Surveys
UK Financial Institutions Plan More AI investment – Lloyds Bank

UK-based Lloyds Bank has released artificial intelligence-focused findings from its annual Financial Institutions Sentiment Survey, capturing insights from over 100 senior decision makers at banks, insurers, private equity shops, and asset and wealth managers. It shows a shift in sentiment, with institutions viewing AI as more of an opportunity than a threat.
According to the latest Lloyds Bank Financial Institutions Sentiment Survey (FISS), the sector is entering a new phase of AI maturity, with firms reporting tangible business benefits and increased investment in the technology over the last 12 months.
The annual survey, which captures insights from over 100 senior leaders across the UK’s largest banks, asset and wealth managers, insurers, and financial sponsors, reveals a sharp rise in AI adoption and impact. The annual survey opened on 1 April 2025 and ran until 19 May 2025.
Fifty-nine per cent of institutions now report improved productivity from AI, compared with 32 per cent in 2024, while 33 per cent are enhancing client experience compared with 14 per cent in 2024. Twenty-one per cent of respondents also said that AI is directly driving business growth versus 8 per cent in 2024.
The momentum is fuelling a shift in sentiment, with 91 per cent of institutions now viewing AI as more of an opportunity than a threat, up from 80 per cent in 2024. With confidence rising, investment is increasing. Over half of institutions said they plan to increase AI investment over the next 12 months, with a further 22 per cent maintaining current levels of spend.
Looking ahead, institutions see AI as a strategic lever, with 54 per cent expecting it to deliver competitive advantage, and 53 per cent anticipating cost savings, the survey reveals. Fifty-two per cent of respondents also believe that it will drive business growth while 50 per cent said it will help build a more technologically skilled workforce.
To support this, nearly half of institutions have set up dedicated AI teams, while 20 per cent have partnered with external AI providers to accelerate adoption. Beyond this, there is optimism about AI’s potential to benefit the broader economy, with 63 per cent of institutions believing that advancements in AI will support UK economic growth. However, many feel that further momentum is needed, with 70 per cent saying that the UK should accelerate its national AI strategy to keep pace globally, the survey reveals.
“The productivity uplift alone is a compelling sign that these technologies are already reshaping the industry. We remain focused on supporting financial institutions to embed the technology in a way that drives measurable outcomes,” Lisa Francis, head of institutional coverage at Lloyds Bank Corporate & Institutional Banking, said.

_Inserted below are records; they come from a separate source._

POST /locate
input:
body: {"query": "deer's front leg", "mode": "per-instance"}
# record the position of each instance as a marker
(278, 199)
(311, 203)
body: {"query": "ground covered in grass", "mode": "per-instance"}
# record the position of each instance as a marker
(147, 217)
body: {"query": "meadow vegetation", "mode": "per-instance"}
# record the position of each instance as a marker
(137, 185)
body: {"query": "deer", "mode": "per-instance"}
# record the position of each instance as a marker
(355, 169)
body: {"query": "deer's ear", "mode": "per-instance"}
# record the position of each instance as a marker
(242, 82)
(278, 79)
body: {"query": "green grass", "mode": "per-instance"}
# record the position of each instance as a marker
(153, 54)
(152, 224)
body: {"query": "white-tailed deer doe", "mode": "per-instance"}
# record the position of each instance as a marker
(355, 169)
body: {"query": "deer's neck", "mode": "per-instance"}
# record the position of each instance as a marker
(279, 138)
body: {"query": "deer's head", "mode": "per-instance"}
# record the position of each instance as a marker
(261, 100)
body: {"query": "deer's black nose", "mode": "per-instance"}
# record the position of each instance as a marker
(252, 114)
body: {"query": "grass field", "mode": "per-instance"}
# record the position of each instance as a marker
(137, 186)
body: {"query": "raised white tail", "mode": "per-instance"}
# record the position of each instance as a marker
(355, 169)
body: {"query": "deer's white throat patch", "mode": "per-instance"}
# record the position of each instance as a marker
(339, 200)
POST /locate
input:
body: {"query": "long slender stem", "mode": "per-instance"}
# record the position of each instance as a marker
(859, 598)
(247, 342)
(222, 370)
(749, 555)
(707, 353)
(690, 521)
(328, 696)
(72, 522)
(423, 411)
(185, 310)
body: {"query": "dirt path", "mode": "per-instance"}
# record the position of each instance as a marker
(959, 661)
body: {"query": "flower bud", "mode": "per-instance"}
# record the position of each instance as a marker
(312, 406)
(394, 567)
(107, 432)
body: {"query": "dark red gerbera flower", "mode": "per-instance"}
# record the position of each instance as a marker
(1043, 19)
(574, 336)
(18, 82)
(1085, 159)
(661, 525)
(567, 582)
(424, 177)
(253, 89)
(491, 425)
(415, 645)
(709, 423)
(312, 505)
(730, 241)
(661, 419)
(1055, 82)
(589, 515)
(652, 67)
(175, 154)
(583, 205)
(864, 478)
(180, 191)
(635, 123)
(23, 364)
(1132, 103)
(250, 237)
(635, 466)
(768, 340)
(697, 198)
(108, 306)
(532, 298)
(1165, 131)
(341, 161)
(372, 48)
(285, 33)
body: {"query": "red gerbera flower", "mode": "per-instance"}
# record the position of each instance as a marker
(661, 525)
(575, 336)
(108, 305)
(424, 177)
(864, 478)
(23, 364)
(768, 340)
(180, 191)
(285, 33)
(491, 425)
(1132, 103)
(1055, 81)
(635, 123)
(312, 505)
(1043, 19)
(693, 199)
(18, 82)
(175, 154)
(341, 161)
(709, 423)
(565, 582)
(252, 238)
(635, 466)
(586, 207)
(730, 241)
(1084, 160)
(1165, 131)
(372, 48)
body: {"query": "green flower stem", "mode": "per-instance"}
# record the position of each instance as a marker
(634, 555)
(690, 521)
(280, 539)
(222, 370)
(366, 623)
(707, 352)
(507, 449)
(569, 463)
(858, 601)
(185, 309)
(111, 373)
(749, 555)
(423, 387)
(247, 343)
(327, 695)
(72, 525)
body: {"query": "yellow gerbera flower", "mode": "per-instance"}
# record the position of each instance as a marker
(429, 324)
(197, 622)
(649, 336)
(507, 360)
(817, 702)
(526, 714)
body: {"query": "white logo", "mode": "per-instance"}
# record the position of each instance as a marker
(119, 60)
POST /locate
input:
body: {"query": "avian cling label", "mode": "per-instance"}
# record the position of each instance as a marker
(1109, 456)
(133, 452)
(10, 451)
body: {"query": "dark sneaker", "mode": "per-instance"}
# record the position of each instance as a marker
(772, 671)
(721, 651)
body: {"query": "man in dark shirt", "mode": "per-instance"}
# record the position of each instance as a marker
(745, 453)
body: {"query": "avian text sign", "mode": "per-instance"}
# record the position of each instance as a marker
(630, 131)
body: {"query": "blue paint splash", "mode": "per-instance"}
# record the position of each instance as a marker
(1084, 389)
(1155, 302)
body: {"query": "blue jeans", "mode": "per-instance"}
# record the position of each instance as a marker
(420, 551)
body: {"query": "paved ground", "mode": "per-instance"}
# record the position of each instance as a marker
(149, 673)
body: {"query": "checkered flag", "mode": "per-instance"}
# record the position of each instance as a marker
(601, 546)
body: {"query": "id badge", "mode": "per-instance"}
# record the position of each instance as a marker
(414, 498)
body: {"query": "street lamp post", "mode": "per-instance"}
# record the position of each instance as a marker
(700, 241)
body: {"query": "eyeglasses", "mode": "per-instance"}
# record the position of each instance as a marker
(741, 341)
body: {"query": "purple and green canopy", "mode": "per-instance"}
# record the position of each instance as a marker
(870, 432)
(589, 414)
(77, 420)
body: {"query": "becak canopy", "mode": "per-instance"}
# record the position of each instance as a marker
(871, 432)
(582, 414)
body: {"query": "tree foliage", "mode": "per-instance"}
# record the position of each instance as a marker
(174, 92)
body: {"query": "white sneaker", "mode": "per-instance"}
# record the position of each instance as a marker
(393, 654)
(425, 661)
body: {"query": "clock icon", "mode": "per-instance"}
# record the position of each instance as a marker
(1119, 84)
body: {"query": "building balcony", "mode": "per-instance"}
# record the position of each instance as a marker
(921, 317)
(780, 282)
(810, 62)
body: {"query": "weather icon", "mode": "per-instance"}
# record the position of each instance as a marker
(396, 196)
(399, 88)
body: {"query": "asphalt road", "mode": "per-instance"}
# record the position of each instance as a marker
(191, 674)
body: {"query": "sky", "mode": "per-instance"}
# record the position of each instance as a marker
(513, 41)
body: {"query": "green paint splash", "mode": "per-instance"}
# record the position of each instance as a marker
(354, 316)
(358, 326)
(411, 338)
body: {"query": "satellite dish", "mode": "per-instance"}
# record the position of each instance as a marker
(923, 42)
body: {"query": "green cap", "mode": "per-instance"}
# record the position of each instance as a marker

“We’re seeing AI move firmly into the execution phase. Institutions are building on early investments and delivering tangible outcomes, such as productivity gains and sharper customer insights,” Rohit Dhawan, director of AI and advanced analytics at Lloyds Banking Group, added. “At Lloyds, we now have over 800 models in operation, representing more than 200 AI use cases, designed to enhance colleague and customer experience, and we believe that, with the right focus, the UK has an opportunity to lead in responsible AI adoption across financial services.”